Bakou, installée sur la presqu’île de l’Apchéron, fascine toujours les voyageurs par l’imbrication des derricks qui marquent l’exploitation pétrolière, installés jusqu’aux marges de la ville historique. La présence de l’or noir était connue depuis des siècles, volcans de boue et surgissements naturels de naphte étant même à l’origine de la fondation de temples zoroastriens sur la presqu’île dès le VIIème siècle avec J-C.

C’est en 1872 que l’exploitation industrielle commence ; capitaux russes, arméniens et occidentaux (Nobel, Rothschild) affluent massivement. Surgit alors, au pied de la vieille ville fortifiée riche de palais d’inspiration persane, une ville européenne multi-ethnique avec de superbes immeubles Art nouveau.

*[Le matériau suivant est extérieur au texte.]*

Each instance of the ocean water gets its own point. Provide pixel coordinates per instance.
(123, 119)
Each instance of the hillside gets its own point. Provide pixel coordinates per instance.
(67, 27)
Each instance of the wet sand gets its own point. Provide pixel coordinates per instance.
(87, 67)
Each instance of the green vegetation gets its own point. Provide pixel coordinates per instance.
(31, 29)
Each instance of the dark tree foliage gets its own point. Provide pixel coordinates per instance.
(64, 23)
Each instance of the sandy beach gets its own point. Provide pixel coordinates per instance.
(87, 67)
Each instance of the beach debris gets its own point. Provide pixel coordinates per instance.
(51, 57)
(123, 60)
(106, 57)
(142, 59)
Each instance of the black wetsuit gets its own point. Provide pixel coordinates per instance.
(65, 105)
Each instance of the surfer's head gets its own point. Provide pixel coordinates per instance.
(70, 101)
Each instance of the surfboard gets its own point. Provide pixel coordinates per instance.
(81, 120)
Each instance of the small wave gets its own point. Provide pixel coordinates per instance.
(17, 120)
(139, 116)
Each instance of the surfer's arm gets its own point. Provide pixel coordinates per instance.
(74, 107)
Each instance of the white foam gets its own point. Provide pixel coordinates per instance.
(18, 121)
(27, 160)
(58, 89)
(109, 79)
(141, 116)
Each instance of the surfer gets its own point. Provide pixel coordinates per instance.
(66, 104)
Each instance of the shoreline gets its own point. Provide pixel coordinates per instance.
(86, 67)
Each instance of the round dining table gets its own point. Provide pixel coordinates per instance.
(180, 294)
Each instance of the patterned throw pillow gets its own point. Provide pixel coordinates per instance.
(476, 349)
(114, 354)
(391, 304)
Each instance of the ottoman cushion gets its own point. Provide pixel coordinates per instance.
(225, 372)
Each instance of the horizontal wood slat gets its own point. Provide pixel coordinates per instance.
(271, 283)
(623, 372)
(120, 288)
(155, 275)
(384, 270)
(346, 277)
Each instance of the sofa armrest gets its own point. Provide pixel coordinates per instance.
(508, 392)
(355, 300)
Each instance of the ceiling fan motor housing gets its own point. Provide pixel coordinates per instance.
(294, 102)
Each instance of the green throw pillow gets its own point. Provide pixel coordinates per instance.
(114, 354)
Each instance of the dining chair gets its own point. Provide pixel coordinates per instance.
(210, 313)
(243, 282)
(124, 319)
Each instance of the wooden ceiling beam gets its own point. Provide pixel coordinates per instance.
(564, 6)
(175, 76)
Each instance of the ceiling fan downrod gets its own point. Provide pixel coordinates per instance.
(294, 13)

La population croît rapidement, passant de 13.000 habitants en 1850 à 215.000 en 1913. Le premier conflit mondial puis la première indépendance (1918-1920) bouleversent la ville, provoquant de sanglants affrontements entre azéris et arméniens, très nombreux dans le secteur pétrolier.

Capitale éphémère d’un Etat indépendant puis d’une république soviétique, la ville se dote de nouvelles infrastructures administratives.

Dans les années 1930, la production reprend de plus belle : Bakou est longtemps le seul gisement soviétique et l’exploitation offshore débute en 1936 suscitant une véritable cité du pétrole sur pilotis à l’est de la baie («Les pierres naphtes», 1949). Les cités de HLM entourent la «ville noire», quartier industriel où se sont développées les industries lourdes (pétrochimie, construction d’infrastructures pétrolières).

La ville atteint 967.000 habitants en 1959. Pourtant, dès les années 1970, les dirigeants azéris se plaignent du ralentissement des investissements, qui vont désormais prioritairement en Sibérie.

Il faudra attendre le retour de l’indépendance (1991) et l’ouverture aux capitaux occidentaux pour assister au troisième boom pétrolier, à partir de 1993, et une nouvelle phase de croissance de la ville qui passe à 1,7 million d’habitants en 1989 à 2,1 millions aujourd’hui et presque 3 millions dans l’agglomération.